Anyway, you’ve missed the thrust of my criticism. This action may or may not be a good thing. My problem is that as far as I can tell, this is panic move by the Conservatives. Whether it’s in response to the chaos in the financial markets or their slide in the polls I don’t know, but either way it hardly reflects well on them.
Frankly, I’m baffled at how you can accuse the Liberals of panicking when it’s the Conservatives who have been saying “No action is necessary, no bailout is needed, ZOMG WE HAVE TO SPEND $25 BILLION NOW OR MILLIONS OF PEOPLE WILL DIE!”
Aside from scope, in some respects it’s the same.
The U.S. government has, however, gone way past just buying mortgages. They’ve spent $85 billion just buying AIG - a true, total and complete bailout, and now may end up anteing up billions more. The rough equivalent to this in Canada would be the government announcing that it was buying a majority stake in Scotiabank or else the bank was going under.
I agree. I’m not necessarily opposed to the move, and I don’t mind a government changing its mind if conditions change, but conditions have not changed since two days ago so it was not appropriate for Harper to say there would be “no bailouts” if in fact they were planning something that certainly sounds like one, even if it is not technically one.
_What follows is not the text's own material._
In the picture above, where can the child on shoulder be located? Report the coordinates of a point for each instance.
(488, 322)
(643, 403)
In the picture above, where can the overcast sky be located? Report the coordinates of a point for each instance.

I’m not sure this is a political move, anyway. If it is, it’s inexplicable. It won’t win him any votes and I cannot imagine how anyone would think it could. Even giving them the benefit of the doubt as best I can and assuming there may be some political calculus to it, I can’t figure out what it could be. The credit package in the USA is wildly unpopular - Congress is still getting mounds of letter, phone calsl and E-mails from constituents enranged over it. I don’t think Canadians will be substantially more impressed.
I just read the papers and watch the debates. Even in their current state the Conservatives look positively Zen-like as compared to the frantic shrieking of the Liberals and NDP (the Green Party and Bloc haven’t changed their tunes much, to their credit.) That’s what the “Harper is out of touch” crap is about. Harper is calm so he doesn’t care. We care. We feel your pain. I’m skeptical by nature and I despise those sorts of campaigns, which is why I voted Liberal in 1993, 1997 and 2000 when the Reform/Alliance campaigns were all about what a scary child molesting monster Jean Chretien was. Once a party’s main plank is invoking fear I find myself just assuming they’re liars.
As I’ve said before, I’d much prefer Harper to be even more conservative than he is, at least with regards to economic policy. I was sufficiently displeased with the last budget I actually sent a letter to my MP asking where all his conservative mojo had gone. If they actually do bail out a bank I’ll be apoplectic with rage. But the truth is that at some point you’ve got to just swallow your displeasure and go with the best available option. I admire Stephane Dion and Jack Layton as people, but I don’t want them running the country, so I shall vote for Stephen Harper’s party.
My standards are dropping by the day, anyway. Actually, right now I will vote for the first party to unambigously say they won’t cancel NAFTA.